6 cr/sImage mode (max 35 s)

3 cr/sVideo mode (max 120 s)

Lip Sync has two modes. Image mode animates a static portrait photo to speak in sync with an audio clip — no camera required. Video mode takes an existing video clip and replaces the voice with new audio, useful for dubbing, re-voicing, or adding narration to footage you already have.

Lip Sync requires a paid plan (Starter, Pro, or Business). Free accounts will see an upgrade prompt.

Image mode — animate a portrait

1Navigate to Create → Lip Sync and select the Image tab.
2Choose a portrait: pick a saved avatar or upload a new photo (JPG, PNG, WEBP, max 4 MB). The photo should show a clear, forward-facing face.
3Upload an audio file (MP3 or WAV, max 4 MB). Audio must be 35 seconds or shorter.
4The page automatically detects the audio duration and shows the credit cost (duration × 6 cr/s).
5Optionally add a Style Prompt to guide subtle expression and body movement.
6Click Generate.
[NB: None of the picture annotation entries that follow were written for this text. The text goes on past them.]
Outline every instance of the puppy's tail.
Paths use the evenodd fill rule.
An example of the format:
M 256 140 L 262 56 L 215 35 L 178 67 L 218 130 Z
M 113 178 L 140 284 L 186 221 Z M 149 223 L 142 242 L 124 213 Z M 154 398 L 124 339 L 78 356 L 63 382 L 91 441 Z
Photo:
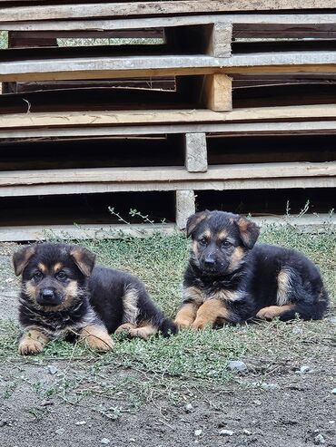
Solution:
M 164 337 L 177 334 L 177 326 L 170 318 L 163 318 L 159 326 L 159 331 Z

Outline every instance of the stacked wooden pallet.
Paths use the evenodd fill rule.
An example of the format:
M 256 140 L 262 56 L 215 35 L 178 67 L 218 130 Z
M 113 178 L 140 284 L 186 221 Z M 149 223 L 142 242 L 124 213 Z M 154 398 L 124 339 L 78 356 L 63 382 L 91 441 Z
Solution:
M 0 239 L 69 231 L 74 221 L 84 224 L 75 237 L 115 236 L 101 231 L 108 205 L 183 228 L 195 196 L 202 208 L 255 215 L 307 199 L 327 212 L 336 186 L 333 3 L 0 0 L 0 31 L 9 32 Z

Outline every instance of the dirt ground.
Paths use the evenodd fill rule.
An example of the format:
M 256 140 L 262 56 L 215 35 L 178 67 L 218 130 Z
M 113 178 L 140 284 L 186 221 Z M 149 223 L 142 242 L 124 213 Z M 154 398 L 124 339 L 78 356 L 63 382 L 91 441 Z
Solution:
M 3 319 L 15 316 L 12 251 L 7 247 L 1 258 Z M 94 374 L 94 359 L 88 369 L 76 358 L 3 357 L 0 446 L 336 446 L 335 329 L 331 314 L 320 343 L 304 339 L 293 355 L 291 346 L 246 355 L 248 371 L 233 373 L 226 384 L 168 377 L 170 387 L 143 390 L 143 399 L 125 378 L 140 386 L 163 377 L 109 363 Z

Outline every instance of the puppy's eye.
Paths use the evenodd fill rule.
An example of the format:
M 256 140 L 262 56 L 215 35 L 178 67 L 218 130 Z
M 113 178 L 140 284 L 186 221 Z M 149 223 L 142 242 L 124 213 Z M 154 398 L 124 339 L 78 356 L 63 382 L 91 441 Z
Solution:
M 64 273 L 63 270 L 57 273 L 56 278 L 59 279 L 60 281 L 64 281 L 64 279 L 67 278 L 66 273 Z

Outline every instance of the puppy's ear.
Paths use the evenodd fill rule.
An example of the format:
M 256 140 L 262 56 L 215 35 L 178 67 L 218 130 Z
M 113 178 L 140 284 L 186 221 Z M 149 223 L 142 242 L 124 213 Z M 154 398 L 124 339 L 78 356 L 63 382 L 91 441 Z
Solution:
M 22 274 L 22 272 L 25 270 L 25 266 L 28 264 L 29 259 L 35 252 L 36 246 L 30 245 L 28 247 L 25 247 L 25 248 L 21 248 L 21 250 L 16 251 L 13 255 L 14 270 L 16 277 Z
M 83 247 L 73 247 L 70 256 L 83 275 L 90 277 L 94 267 L 95 255 Z
M 208 209 L 205 209 L 205 211 L 200 211 L 196 214 L 193 214 L 193 216 L 190 216 L 190 218 L 187 220 L 187 238 L 191 236 L 193 231 L 196 229 L 196 228 L 199 226 L 201 222 L 204 220 L 204 219 L 208 219 L 210 216 L 211 212 L 208 211 Z
M 234 220 L 237 225 L 242 243 L 247 248 L 253 248 L 260 233 L 260 228 L 254 222 L 246 218 L 240 217 L 238 220 Z

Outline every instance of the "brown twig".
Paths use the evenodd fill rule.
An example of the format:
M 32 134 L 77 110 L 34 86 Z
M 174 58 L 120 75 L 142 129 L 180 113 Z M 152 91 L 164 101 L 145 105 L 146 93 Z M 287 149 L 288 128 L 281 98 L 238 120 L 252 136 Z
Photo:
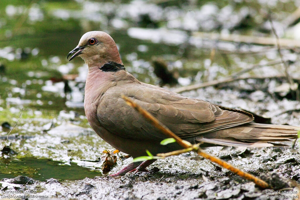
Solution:
M 221 83 L 225 83 L 228 82 L 232 82 L 234 81 L 237 80 L 240 80 L 237 78 L 237 77 L 241 74 L 245 73 L 250 70 L 252 70 L 254 69 L 259 67 L 261 67 L 264 66 L 273 65 L 277 64 L 279 64 L 281 63 L 281 60 L 272 61 L 269 62 L 267 63 L 264 64 L 254 64 L 251 66 L 250 67 L 242 70 L 234 74 L 232 76 L 229 78 L 223 79 L 223 80 L 215 80 L 210 81 L 208 81 L 204 83 L 197 83 L 193 85 L 188 85 L 187 86 L 184 86 L 180 88 L 178 88 L 174 90 L 173 91 L 177 93 L 180 93 L 183 92 L 187 91 L 190 91 L 195 90 L 201 88 L 204 88 L 205 87 L 208 87 L 209 86 L 212 86 Z M 248 78 L 241 78 L 242 79 L 245 79 Z
M 20 113 L 20 115 L 19 115 L 19 118 L 18 118 L 18 120 L 17 120 L 17 122 L 16 122 L 16 124 L 15 124 L 15 125 L 14 126 L 14 127 L 13 127 L 13 128 L 11 129 L 11 130 L 7 134 L 7 137 L 6 138 L 6 140 L 5 141 L 5 142 L 4 142 L 4 144 L 3 144 L 3 145 L 2 146 L 2 147 L 1 148 L 1 151 L 2 151 L 3 149 L 3 148 L 4 147 L 4 146 L 5 145 L 5 144 L 6 144 L 6 142 L 7 142 L 7 141 L 8 140 L 8 136 L 9 136 L 9 134 L 10 134 L 10 132 L 11 132 L 11 131 L 14 130 L 14 127 L 16 127 L 16 126 L 17 124 L 18 124 L 18 122 L 19 122 L 19 120 L 20 120 L 20 118 L 21 117 L 21 115 L 22 114 L 22 112 L 23 108 L 22 109 L 22 110 L 21 111 L 21 112 Z
M 199 88 L 205 88 L 209 86 L 214 86 L 216 85 L 220 84 L 223 84 L 224 83 L 227 83 L 231 82 L 233 81 L 238 81 L 240 80 L 246 80 L 247 79 L 280 79 L 285 78 L 286 76 L 283 75 L 278 75 L 276 76 L 247 76 L 247 77 L 231 77 L 227 79 L 224 79 L 221 80 L 215 80 L 213 81 L 208 81 L 204 83 L 196 83 L 192 85 L 190 85 L 187 86 L 183 86 L 182 87 L 177 88 L 173 90 L 172 91 L 176 93 L 181 93 L 183 92 L 185 92 L 188 91 L 190 91 L 193 90 L 196 90 Z M 293 80 L 297 81 L 300 82 L 300 79 L 297 78 L 293 78 Z
M 260 37 L 250 35 L 243 35 L 237 34 L 222 35 L 215 33 L 194 32 L 193 36 L 202 39 L 208 39 L 214 40 L 218 40 L 254 44 L 265 45 L 276 45 L 276 40 L 273 37 Z M 281 46 L 284 48 L 300 47 L 300 41 L 283 38 L 280 40 Z
M 275 30 L 275 28 L 274 28 L 274 25 L 273 25 L 273 22 L 272 20 L 270 19 L 269 19 L 269 21 L 270 22 L 270 24 L 271 25 L 271 28 L 272 28 L 272 31 L 273 31 L 273 33 L 274 34 L 274 35 L 275 35 L 275 37 L 276 38 L 276 44 L 277 47 L 277 52 L 279 55 L 279 57 L 280 57 L 280 59 L 281 60 L 282 64 L 284 67 L 284 73 L 285 73 L 286 79 L 288 82 L 289 83 L 290 83 L 290 88 L 292 91 L 292 94 L 293 93 L 293 94 L 296 95 L 296 100 L 299 100 L 299 91 L 297 89 L 298 88 L 298 85 L 297 87 L 294 86 L 295 85 L 295 83 L 293 81 L 292 79 L 291 78 L 290 74 L 289 74 L 289 66 L 285 62 L 284 60 L 283 56 L 281 53 L 281 47 L 280 46 L 280 43 L 279 43 L 279 37 L 278 37 L 278 35 L 277 35 L 277 33 L 276 32 L 276 31 Z M 292 92 L 293 91 L 294 92 Z
M 123 95 L 122 97 L 125 100 L 128 104 L 136 110 L 162 133 L 167 137 L 175 139 L 177 143 L 184 148 L 187 148 L 195 147 L 190 142 L 182 140 L 174 134 L 166 126 L 160 123 L 156 118 L 152 116 L 151 114 L 135 103 L 130 99 L 124 95 Z M 256 178 L 254 176 L 249 173 L 241 170 L 227 163 L 221 159 L 202 151 L 199 147 L 198 148 L 194 147 L 193 148 L 194 151 L 196 152 L 200 156 L 208 159 L 212 162 L 218 164 L 242 177 L 253 181 L 260 187 L 263 188 L 269 187 L 270 186 L 269 185 L 261 179 Z

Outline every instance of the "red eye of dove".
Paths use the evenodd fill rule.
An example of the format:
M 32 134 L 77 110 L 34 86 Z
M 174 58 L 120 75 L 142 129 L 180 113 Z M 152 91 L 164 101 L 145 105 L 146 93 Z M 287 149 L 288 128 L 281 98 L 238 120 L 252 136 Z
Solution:
M 98 41 L 95 38 L 91 38 L 88 40 L 88 44 L 90 45 L 94 45 L 96 44 Z

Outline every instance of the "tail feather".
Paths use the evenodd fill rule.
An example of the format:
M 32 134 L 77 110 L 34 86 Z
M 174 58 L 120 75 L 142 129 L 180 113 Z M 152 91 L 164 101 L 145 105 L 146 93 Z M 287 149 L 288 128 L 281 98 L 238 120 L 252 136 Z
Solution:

The job typically completes in 30–90 seconds.
7The output video appears in the results panel and is saved to your Library.

Video mode — re-voice an existing clip

1Navigate to Create → Lip Sync and select the Video tab.
2Upload a source video (MP4 or MOV) that contains a face. This is the clip whose voice will be replaced.
3Upload a replacement audio file (MP3 or WAV, max 120 seconds).
4Optionally upload a Reference Face photo — only needed if the video contains multiple people and you want to target a specific face.
5Choose Video Length: No Extension (output matches the shorter of the video or audio) or Extend to Audio (the video is extended to match the full audio length).
6Click Generate. The job typically completes in 1–3 minutes depending on clip length.

Credit cost examples

Mode	Audio Duration	Credit Cost
Image	5 s	30 credits
Image	15 s	90 credits
Image	35 s (max)	210 credits
Video	30 s	90 credits
Video	60 s	180 credits
Video	120 s (max)	360 credits

Tips

Image mode: use a clean, well-lit headshot with a neutral expression for the most natural results
Image mode: avoid photos with heavy shadows across the face or extreme angles
Image mode: generate voiceover in Audio Studio, then upload it here for a full talking-head workflow
Video mode: the source video should have a single, clearly visible face for best accuracy
Video mode: use Reference Face when the video has multiple people and you only want to sync one of them
Keep clips concise — 5–15 seconds works best for short-form social content

Lip Sync works as a node inside the Storyboard canvas in both modes. Image mode: connect an Image Gen node to the portrait slot. Video mode: connect a Video Gen or Library node to the source video slot. Upload audio directly inside the node, then wire the output to a Video Combiner.